The Genotype-Tissue Expression (GTEx) project (Lonsdale et al. 2013) aims at measuring human tissue-specific gene expression levels. With the collected data, we will be able to explore the landscape of gene expression, gene regulation, and their deep connections with genetic variations.

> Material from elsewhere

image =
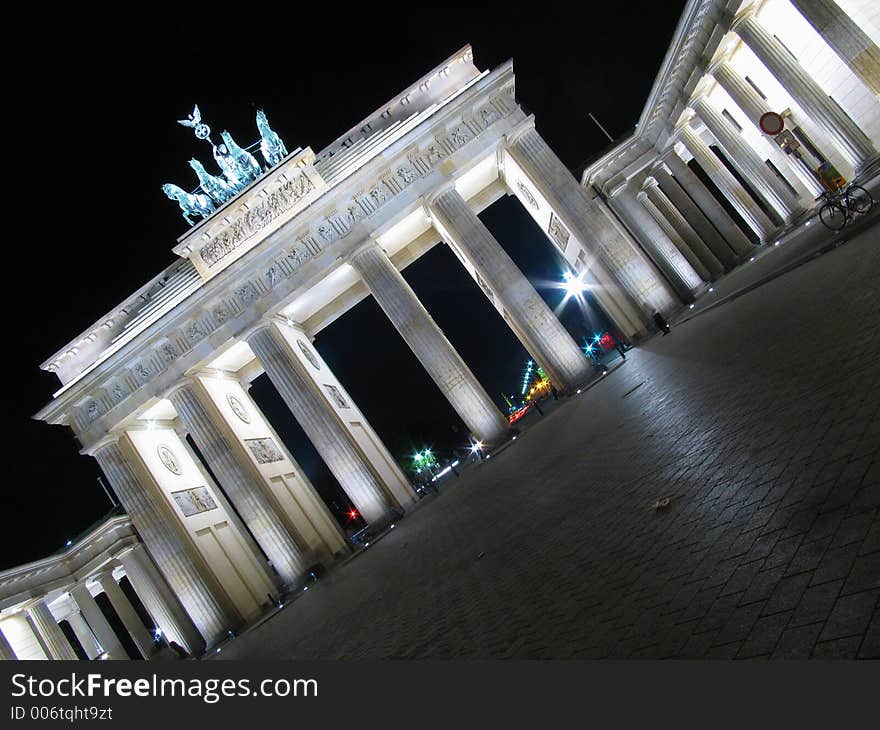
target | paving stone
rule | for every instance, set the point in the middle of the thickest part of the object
(850, 615)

Raw GTEx data contains expression measurements from various types of elements (such as genes, pseudogenes, noncoding DNA sequences) covering the whole genome. For some analysis, it might be desirable to only keep a subset of the data, for example, data from protein coding genes. In such cases, mapping the original Ensembl gene IDs to Entrez gene IDs or HGNC symbols become an essential step in the analysis pipeline.
grex
offers a minimal dependency
solution to do such ID mappings. Currently, an Ensembl ID from GTEx can
be mapped to its Entrez gene ID, HGNC gene symbol, and UniProt ID, with
basic annotation information such as HGNC gene name, cytogenetic
location, and gene type. We also limit our scope on the Ensembl IDs
appeared in the gene read count data. Ensembl IDs from transcript data
will be considered in future versions.
To facilitate such ID conversion tasks, the grex
package
has a built-in mapping table derived from the well-known annotation data
package org.Hs.eg.db
(Carlson
2015). The mapping data we used has integrated mapping
information from Ensembl and NCBI, to maximize the possibility of
finding a matched Entrez ID. The R script for creating the mapping table
is located here.
Not surprisingly, when creating such a table, there were hundreds of cases where a single Ensembl ID can be mapped to multiple Entrez gene IDs. To create a one-to-one mapping, we took a simple approach: we just removed the duplicated Entrez IDs and only kept the first we encountered in the original database. Therefore, there might be cases where the mapping is not 100% accurate. If you have such doubts for particular results, please try searching the original ID on the Ensembl website and see if we got a correct mapped ID.
As an example, we use the Ensembl IDs from GTEx V7 gene count data and select 100 IDs:
library("grex")
data("gtexv7")
id <- gtexv7[101:200]
df <- grex(id)
tail(df)
#> ensembl_id entrez_id hgnc_symbol hgnc_name
#> 95 ENSG00000266075 <NA> <NA> <NA>
#> 96 ENSG00000272153 <NA> <NA> <NA>
#> 97 ENSG00000116198 9731 CEP104 centrosomal protein 104
#> 98 ENSG00000169598 1677 DFFB DNA fragmentation factor subunit beta
#> 99 ENSG00000198912 339448 C1orf174 chromosome 1 open reading frame 174
#> 100 ENSG00000236423 100133612 LINC01134 long intergenic non-protein coding RNA 1134
#> cyto_loc uniprot_id gene_biotype
#> 95 <NA> <NA> <NA>
#> 96 <NA> <NA> <NA>
#> 97 1p36.32 O60308 protein_coding
#> 98 1p36.32 B4DZS0 protein_coding
#> 99 1p36.32 Q8IYL3 protein_coding
#> 100 1p36.32 <NA> lincRNA
The elements which cannot be mapped accurately will be
NA
.
Genes with a mapped Entrez ID:
filtered_genes <-
df[
!is.na(df$"entrez_id"),
c("ensembl_id", "entrez_id", "hgnc_symbol", "gene_biotype")
]
head(filtered_genes)
#> ensembl_id entrez_id hgnc_symbol gene_biotype
#> 1 ENSG00000162576 54587 MXRA8 protein_coding
#> 2 ENSG00000175756 54998 AURKAIP1 protein_coding
#> 4 ENSG00000221978 81669 CCNL2 protein_coding
#> 5 ENSG00000224870 148413 MRPL20-AS1 processed_transcript
#> 6 ENSG00000242485 55052 MRPL20 protein_coding
#> 8 ENSG00000235098 441869 ANKRD65 protein_coding
If you want to start from the raw GENCODE gene IDs provided by GTEx
(e.g. ENSG00000227232.4
), the function
cleanid()
can help you remove the .version
part in them, to produce Ensembl IDs.
Conventionally, the next step is removing (or imputing) the genes
with NA
IDs, and then select the genes to keep. Notably, as
was observed in the complete gene read count data, in about 100 cases,
multiple Ensembl IDs can be mapped to one single Entrez ID.
Post-processing steps may also be needed for such genes.
We thank members of the Stephens lab (Kushal K Dey, Michael Turchin) for their valuable suggestions and helpful discussions on this problem.